Any regulatory framework for the market structure of crypto assets must provide a clear path for on-chain software developers that do not rely on centralized intermediaries. Decentralized Finance (DeFi) software systems—such as Automated Market Makers (AMM)—can facilitate automated, non-intermediated financial market activities. U.S. federal securities law has traditionally assumed the existence of intermediaries that need regulation, but that does not mean we should force the introduction of intermediaries solely to cater to outdated regulatory logic. If the market itself can operate without intermediaries, we should respect that.

We will leave room for the development of these two models - centralized and decentralized - in the US market. We will protect developers who simply publish software code, reasonably delineate the boundaries between intermediary participation and non-intermediary activities, and establish clear and feasible regulatory rules for intermediaries wishing to operate on-chain software systems. DeFi and other on-chain software systems will become a part of our securities market, rather than being stifled by redundant or excessive regulation.

To achieve this vision, we need to modify existing rules. For example, to support on-chain trading of securities, we may need to revise the National Market System Rules (Reg NMS). In fact, twenty years ago, I co-authored a dissenting opinion against Reg NMS with then-Commissioner Cynthia Glassman, and today, the concerns we had back then seem even more relevant. Over the past two decades, the excessive requirements imposed by Reg NMS have distorted market activities and hindered the natural evolution of the U.S. securities markets. What Congress envisioned back then was for "competitive forces rather than excessive regulation" to drive the development of the national market system. I will work to steer us back to this original intention, further promoting innovation and competition in the market.

Driving Innovation: Commercial Viability is Our North Star

Finally, innovation and entrepreneurship are the engines of the American economy.
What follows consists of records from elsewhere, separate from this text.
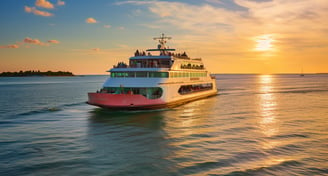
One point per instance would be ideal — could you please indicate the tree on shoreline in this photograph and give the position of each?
(35, 73)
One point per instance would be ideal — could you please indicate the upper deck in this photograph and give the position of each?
(158, 59)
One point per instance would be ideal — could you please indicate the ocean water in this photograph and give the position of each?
(257, 125)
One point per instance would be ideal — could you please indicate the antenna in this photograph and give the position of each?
(162, 39)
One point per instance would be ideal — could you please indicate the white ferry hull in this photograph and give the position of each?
(139, 102)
President Trump once called America the "country of builders." Under my leadership, the SEC will encourage this spirit rather than suppress it with red tape and one-size-fits-all rules. The current commission is actively considering some reform proposals put forward by the industry to stimulate innovation; at the same time, we are exploring the introduction of an "innovation exemption mechanism"—allowing both registered and non-registered entities to swiftly bring new business models and services to market, even if these models do not perfectly align with existing rules.

In my envisioning, this innovative exemption mechanism will allow technological pioneers and business creators to immediately participate in the market without having to comply with cumbersome regulations that are outdated or hinder economic activity. Correspondingly, they will need to adhere to some principle-based conditions to achieve the core policy objectives of federal securities law. These conditions may include: a commitment to report regularly to the SEC, the introduction of a whitelist or "certification pool" feature, and only allowing securities tokens that meet compliance functionality standards (such as ERC3643) to circulate. I encourage market participants and SEC staff to consider "commercial viability" as a core consideration when developing models.

Conclusion

While advancing the above priorities, I look forward to collaborating with other government departments to jointly make the United States a global cryptocurrency capital. This is not only a transformation of the regulatory model but also a cross-generational opportunity.

From the paper agreements under the phoenix tree to the electronic ledger on the blockchain, the wind of innovation continues to blow strongly. Our mission is to ensure this wind keeps propelling America's leadership forward. After all, ladies and gentlemen, we have never been satisfied with following others. We will not sit on the sidelines. We will lead the way. We will build it ourselves. Furthermore, we will ensure that the next chapter of financial innovation is written in America.

Thank you very much for listening today. Please pay attention to our upcoming announcements and proposals, and we welcome your valuable suggestions and opinions as always.